2. Alasan faktor-faktor tersebut berpengaruh terhadap capaian manajemen mutu terpadu pada SMP RSBI Kabupaten Indramayu, yaitu :
a) Sarana dan prasarana sekolah berpengaruh cukup signifikan karena sekolah memiliki dukungan yang sangat kuat dari masyarakat dalam hal ini orang tua siswa, alumni, dan pihak PERTAMINA UEP IV Balongan Indramayu sehingga hal tersebut dapat menunjang bagi perbaikan sarana dan prasarana yang ada di sekolah.
b) Perbaikan berkelanjutan juga berpengaruh cukup signifikan karena sekolah selalu melakukan evaluasi dan tinjauan ulang terhadap setiap program sekolah secara berkelanjutan terutama berkaitan dengan upaya terhadap perbaikan sarana dan prasarana sekolah.
c) Promosi sekolah memiliki pengaruh yang kecil karena sekolah lebih menekankan pada perbaikan komponen-komponen internal sehingga sekolah sudah memiliki reputasi yang baik di mata masyarakat.
d) Kepemimpinan kepala sekolah memiliki pengaruh yang kecil, karena kepala sekolah telah melaksanakan kepemimpinannya selama 6 tahun serta pada saat konsep manajemen mutu terpadu ini dilaksanakan, pendelegasian sudah dilakukan dengan baik. Dengan adanya kepemimpinan pada semua level dan terdapatnya tim kerja yang solid merupakan faktor yang menyebabkan kepemimpinan kepala sekolah tidak lagi memiliki pengaruh yang dominan terhadap capaian manajemen mutu terpadu.
e) Bahasa pengantar dan penguasaan teknologi memiliki pengaruh yang kecil. Kendalanya terletak pada rendahnya kemampuan guru dalam berbahasa inggris serta kemampuan dalam menggunakan sarana pembelajaran yang berbasis IT.
f) Layanan bagi pelajar memiliki pengaruh yang kecil karena sekolah hanya menerima siswa yang memiliki kemampuan akademik yang baik juga lebih cenderung hanya menerima pelajar dari orang tua yang memiliki latarbelakang ekonomi mampu.
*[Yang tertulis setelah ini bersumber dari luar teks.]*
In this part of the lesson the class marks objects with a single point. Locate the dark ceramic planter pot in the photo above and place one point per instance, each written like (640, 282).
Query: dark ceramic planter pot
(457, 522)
Sekolah juga belum memfasilitasi sarana transportasi yang baik bagi para pelajar.
Saran Saran
Prioritas-prioritas yang harus dilakukan oleh pemerintah daerah dalam bidang pendidikan yaitu :
a) Kebijakan dalam bentuk pengadaan sarana dan prasarana sekolah yang menunjang bagi kebutuhan warga sekolah.
b) Hendaknya selalu melakukan evaluasi terhadap seluruh kegiatan dan program yang dilaksanakan dalam upaya menuju sebuah perbaikan pendidikan untuk mencapai mutu yang diharapkan.
c) Menjalin relasi atau kerjasama dalam bidang pendidikan dengan pihak-pihak yang berkepentingan guna menunjang suatu perbaikan bagi institusi sekolah.
d) Kebijakan rekruitmen calon kepala sekolah dilakukan secara professional berdasarkan kompetensi yang harus dimiliki oleh seorang pemimpin bukan berdasarkan pertimbangan politik.
e) Meningkatkan program evaluasi melalui dinas pendidikan dalam bentuk supervisi pembelajaran untuk mencapai mutu proses pembelajaran.
f) Kebijakan pemerataan pendidikan bagi siswa miskin untuk mendapatkan kesempatan yang sama dalam menerima layanan pendidikan.